Reputation: 3191
So I'm rather new to MongoDB. Here is an imaginary database with the following format.
{
"_id": "message_id",
"headers": {
"from": <from_email>,
"to": <to_email>,
"timestamp": <timestamp>
},
"message": {
"message": <the message contents>,
"signature": <signature contents>
}
}
Suppose all emails received are inserted into it and sometimes emails are double sent. How can one return a collection of emails from an author without any double sends.
I thought this might do it but it doesn't seem to work as expected:
db.mycoll.find({"headers.from": <authorname>}).distinct("message.message")

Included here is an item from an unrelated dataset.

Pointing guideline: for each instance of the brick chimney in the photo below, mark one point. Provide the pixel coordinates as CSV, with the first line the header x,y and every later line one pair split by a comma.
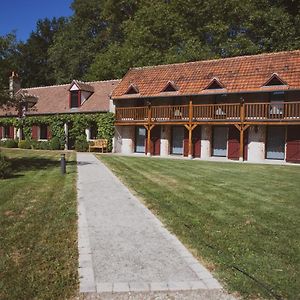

Edit: Please excuse me, It seems I have been making some kind of typo, the above query works, but it only returns messages.messages without the Headers, How would I keep the headers intact as well?
Upvotes: 1
Views: 631
Reputation: 3191
Building on Neil Lunn's answer above: I think one can do
db.collection.aggregate([{"$match": {"headers.from": <from email>} } ,
{"$group": { "_id": "$message.message"},
"headers": {"$first": "$headers"},
"signature": {"$first": "$message.signature"},
"message_id": "$_id" }},
{"$project" : { "_id": "$message_id",
"headers": "$headers",
"message": { "message": "$_id", "signature": "$signature" } } }])
Since _id
must be unique the consequence is that duplicate messages will not make the list, and then $project
will restructure it to the original object structure with correct key names.
I guess I only have one question in this regard - is there a way to force uniqueness without aggregating into _id
or is this generally considered the correct way to do it in MongoDB
?
Upvotes: 0
Reputation: 151170
Hard to really determine from your question which part is the "duplicate" or therefore should be unique. It stands to reason though that things such as the message "_id" and "timestamp" are not going to duplicate, so this only really leaves the message content, with the possible additional paranoia of that message being "from" the same person.
Document reshaping is generally best handled by the aggregation framework:
db.collection.aggregate([
{ "$group": {
"_id": { "message": "$message.message", "from": "$headers.from" },
"message_id": { "$first": "$_id" },
"headers": { "$first": "$headers" },
"message": { "$first": "$message" }
}},
{ "$project": {
"_id": "$message_id",
"headers": 1,
"message": 1
}}
])
The $group
will filter out any matching message content with the $first
operations selecting only the "first" found item for the matching field on the document grouping boundary.
There is an assumption in here that the existing order is by "timestamp" but if not then you might want to apply a $sort
as the first pipeline stage before the others:
{ "$sort": { "headers.timestamp": 1 } }
The final $project
really just restores the original document form and removes the "grouping key" that was supplied earlier. Just prettier than duplicating information and/or putting things out of place.
Upvotes: 1
Reputation: 3341
db.mycoll.aggregate([
{
$match:{"headers.from": <authorname>}
},{
$group:{
_id:"$headers.from",
"message":{$addToSet:"$message.message"}
}
}
])
Upvotes: 0
Reputation: 400
What you're looking for is not currently implemented (at least as far as I know). One work around would be this
Upvotes: 0
Reputation: 1235
You could use distinct()
to return an array of distinct messages from a specific author as follows:
db.collection.distinct('message.message', {"headers.from": <authorname>})
Upvotes: 0